Aus den Menschenrechtsabkommen ergeben sich „objektive“ völkerrechtliche Staatenpflichten, das Recht auf Wasser zu achten, zu schützen und fortschreitend zu gewährleisten. Entgegen überkommenen Vorbehalten können diese auch mit „subjektiven“ individuellen Rechtsansprüchen einhergehen. Dies gilt insbesondere dann, wenn der Staat selbst das Menschenrecht auf Wasser und Sanitärversorgung verletzt oder er offenkundig zu wenig unternimmt, um die Menschen zu schützen und das Recht umzusetzen. Die Rechtsnorm lässt sich in der Sache hinreichend bestimmen, um sie nicht nur gesellschaftspolitisch einzufordern, sondern auch vor Gerichten und mit Beschwerdeverfahren geltend zu machen (materielle Justiziabilität). De facto ist indes der nationale und internationale Rechtsschutz noch ungenügend ausgebaut (prozessuale Justiziabilität), selbst, wenn einige Länder entsprechende nationale Gesetze erlassen oder gar – wie etwa Bolivien, Ecuador, Uruguay und die Republik Südafrika – das Recht auf Wasser in der Verfassung verankert haben. Immerhin entschieden einzelne nationale und internationale Gerichte bereits über Wasserabstellungen und Wasserverschmutzungen.
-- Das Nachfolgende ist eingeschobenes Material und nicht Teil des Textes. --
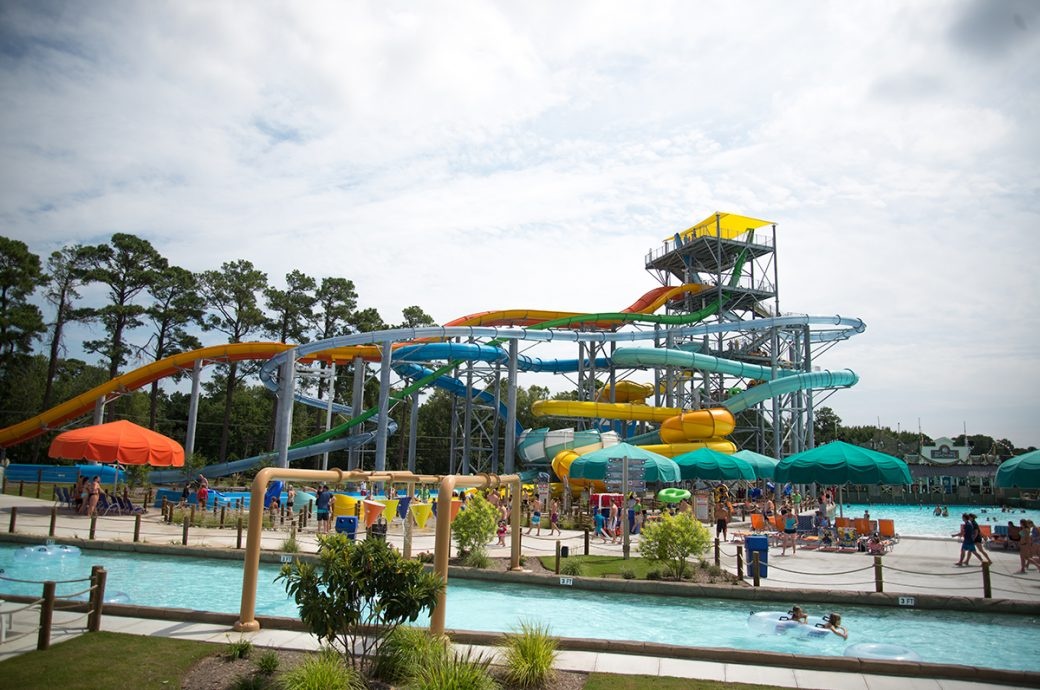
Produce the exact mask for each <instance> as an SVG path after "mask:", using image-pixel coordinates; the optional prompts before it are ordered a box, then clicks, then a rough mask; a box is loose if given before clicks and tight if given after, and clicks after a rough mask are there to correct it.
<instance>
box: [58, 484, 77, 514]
mask: <svg viewBox="0 0 1040 690" xmlns="http://www.w3.org/2000/svg"><path fill="white" fill-rule="evenodd" d="M54 501H55V503H58V504H60V505H62V506H64V507H66V508H68V509H69V510H75V509H76V507H75V506H74V505H73V503H72V493H71V492H70V491H69V489H68V488H66V487H63V486H55V487H54Z"/></svg>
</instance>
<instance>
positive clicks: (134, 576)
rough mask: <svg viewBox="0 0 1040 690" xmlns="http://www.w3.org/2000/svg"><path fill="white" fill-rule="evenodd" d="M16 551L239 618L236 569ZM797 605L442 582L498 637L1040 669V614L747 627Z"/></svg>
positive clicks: (926, 614)
mask: <svg viewBox="0 0 1040 690" xmlns="http://www.w3.org/2000/svg"><path fill="white" fill-rule="evenodd" d="M19 548H20V546H10V545H2V546H0V568H3V570H4V576H3V577H5V578H15V579H26V580H28V579H32V580H43V579H53V580H66V579H72V578H85V577H87V576H88V574H89V570H90V566H92V565H95V564H98V565H103V566H105V568H106V569H107V570H108V585H107V591H108V594H109V595H112V594H115V593H121V592H122V593H124V594H125V595H126V596H127V597H128V598H129V599H130V602H131V603H133V604H138V605H144V606H155V607H180V608H188V609H197V610H206V611H219V612H227V613H237V612H238V607H239V604H240V599H241V581H242V570H241V567H242V566H241V563H240V562H236V561H225V560H216V559H198V558H194V559H187V558H171V557H165V556H153V555H145V554H126V553H120V552H104V551H84V552H83V553H82V555H81V556H80V557H79V558H71V557H64V558H59V557H54V559H53V562H52V561H51V560H48V561H46V564H44V563H43V562H33V561H32V560H31V559H22V558H18V557H16V552H17V551H19ZM277 574H278V566H276V565H266V564H264V565H261V571H260V578H259V586H258V590H257V614H258V615H278V616H290V617H296V616H297V610H296V607H295V606H294V605H293V604H292V602H291V600H289V598H288V597H287V596H286V594H285V588H284V586H283V584H282V583H276V582H275V577H276V576H277ZM82 588H83V584H82V583H79V584H75V585H59V589H58V593H59V594H60V593H62V592H71V591H75V590H79V589H82ZM40 591H41V587H40V585H26V584H20V583H12V582H9V581H6V580H0V594H3V593H5V592H6V593H18V594H32V595H38V593H40ZM121 598H122V597H121ZM792 604H796V602H777V603H774V604H762V603H757V604H754V605H749V604H747V603H743V602H738V600H727V599H721V600H716V599H699V598H679V597H670V596H647V595H631V594H628V595H625V594H612V593H603V592H586V591H581V590H573V589H568V588H565V587H560V588H547V587H529V586H521V585H513V584H501V583H482V582H473V581H463V580H458V579H456V580H452V581H451V582H450V584H449V586H448V599H447V621H446V624H447V627H448V628H453V629H460V630H475V631H499V632H504V631H509V630H514V629H516V628H517V627H518V625H519V623H520V622H521V621H523V620H527V621H532V622H539V623H544V624H547V625H549V628H550V630H551V632H552V634H554V635H558V636H564V637H577V638H609V639H628V640H638V641H648V642H666V643H670V644H679V645H686V646H713V647H731V648H739V649H762V650H771V651H785V653H795V654H812V655H832V656H839V655H842V654H843V651H844V648H846V645H847V644H854V643H857V642H898V643H900V644H902V645H905V646H907V647H909V648H911V649H913V650H914V651H915V653H916V654H917V655H918V656H919V657H920V659H921V660H922V661H928V662H934V663H953V664H970V665H977V666H985V667H992V668H1007V669H1019V670H1032V671H1040V656H1038V655H1036V653H1035V644H1036V630H1037V627H1038V623H1040V618H1038V617H1036V616H1016V615H992V614H986V615H983V614H969V613H946V612H935V611H919V610H911V609H879V608H872V607H854V606H849V607H842V608H841V609H840V613H841V614H842V618H843V622H844V623H846V625H847V627H848V628H849V630H850V639H849V642H848V643H847V642H844V641H843V640H841V639H840V638H838V637H836V636H833V635H832V636H829V637H826V638H823V639H818V640H814V639H806V638H805V637H802V636H781V635H775V634H761V633H760V631H759V630H757V629H754V630H752V629H749V627H748V624H747V620H748V615H749V613H750V610H749V607H750V606H753V607H754V608H755V610H758V611H786V610H787V609H788V608H789V607H790V605H792ZM803 606H804V608H806V609H807V611H808V612H809V613H810V615H812V616H813V619H814V620H818V619H820V616H822V615H824V614H826V613H828V609H826V608H824V607H823V606H812V605H804V603H803ZM420 622H421V624H425V623H426V622H428V621H420ZM1030 649H1034V651H1030Z"/></svg>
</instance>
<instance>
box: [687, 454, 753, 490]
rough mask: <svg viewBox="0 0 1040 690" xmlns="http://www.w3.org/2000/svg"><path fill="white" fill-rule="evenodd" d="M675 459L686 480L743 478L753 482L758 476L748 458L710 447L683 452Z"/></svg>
mask: <svg viewBox="0 0 1040 690" xmlns="http://www.w3.org/2000/svg"><path fill="white" fill-rule="evenodd" d="M674 460H675V464H677V465H679V474H680V476H681V477H682V479H684V480H694V479H702V480H713V481H724V482H728V481H733V480H738V479H743V480H747V481H749V482H753V481H755V479H756V478H757V476H756V475H755V468H754V466H753V465H752V464H751V463H750V462H748V461H747V460H743V459H740V458H737V457H736V456H733V455H727V454H725V453H719V452H718V451H712V450H711V449H708V448H702V449H698V450H697V451H691V452H690V453H683V454H682V455H679V456H676V457H675V458H674Z"/></svg>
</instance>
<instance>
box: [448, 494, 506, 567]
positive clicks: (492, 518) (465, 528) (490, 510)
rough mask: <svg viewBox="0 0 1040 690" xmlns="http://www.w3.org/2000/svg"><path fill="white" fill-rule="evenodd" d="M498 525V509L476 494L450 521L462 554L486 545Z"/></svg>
mask: <svg viewBox="0 0 1040 690" xmlns="http://www.w3.org/2000/svg"><path fill="white" fill-rule="evenodd" d="M497 527H498V509H497V508H495V507H494V506H492V505H491V503H489V502H488V500H487V499H485V497H484V496H482V495H479V494H477V495H474V496H473V497H472V499H471V500H469V501H467V502H466V508H465V509H463V510H460V511H459V514H458V515H456V518H454V520H452V522H451V533H452V534H453V535H454V540H456V543H457V544H459V552H460V553H461V554H463V555H465V554H469V553H470V552H474V551H479V550H483V548H485V547H487V545H488V542H489V541H491V538H492V537H494V536H495V530H496V529H497Z"/></svg>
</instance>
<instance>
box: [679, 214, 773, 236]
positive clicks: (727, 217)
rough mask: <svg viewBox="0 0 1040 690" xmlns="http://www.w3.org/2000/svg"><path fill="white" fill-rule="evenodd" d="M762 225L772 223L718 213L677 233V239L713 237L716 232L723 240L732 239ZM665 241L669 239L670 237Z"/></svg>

Mit dem 2013 in Kraft getretenen Zusatzprotokoll zum Internationalen Pakt über wirtschaftliche, soziale und kulturelle Rechte besteht zudem künftig die Möglichkeit, gegen eine Verletzung der Paktrechte eine Individualbeschwerde einzulegen, wenn der nationale Rechtsweg ausgeschöpft ist.

Um eine bessere Umsetzung des Menschenrechts auf Wasser einzufordern, bedarf es jedoch nicht unbedingt des Klage- und Beschwerdeweges. So wichtig gerichtliche Urteile und außergerichtliche Empfehlungen von Beschwerdeausschüssen sind, wird eine bessere Umsetzung sozialer Menschenrechte gerade auch gesellschaftspolitisch erstritten. Dafür ist es wichtig, dass sich die Menschen organisieren und gemeinsam engagieren, und zwar nicht nur für die eigenen Rechte, sondern auch für die Rechte anderer. Zivilgesellschaftliche Organisationen, Netzwerke und Bewegungen sind wesentliche Antriebskräfte des Menschenrechtsschutzes und haben bereits erheblich dazu beigetragen, dem Menschenrecht auf Wasser öffentliche Aufmerksamkeit zu verleihen und es auf die politische Agenda zu bringen. Zugleich verleiht der Rekurs auf ein solches Menschenrecht und damit verbundene Staatenpflichten entsprechenden gesellschafts- und entwicklungspolitischen Forderungen zusätzlich Schubkraft und Legitimität. Er lässt sich mit Forderungen nach einem besseren Klimaschutz und einer gerechteren Weltwirtschaftsordnung verbinden. Dies ist bitter nötig, um die menschenrechtlich unhaltbaren Zustände in gerade ärmeren Teilen der Welt zu überwinden.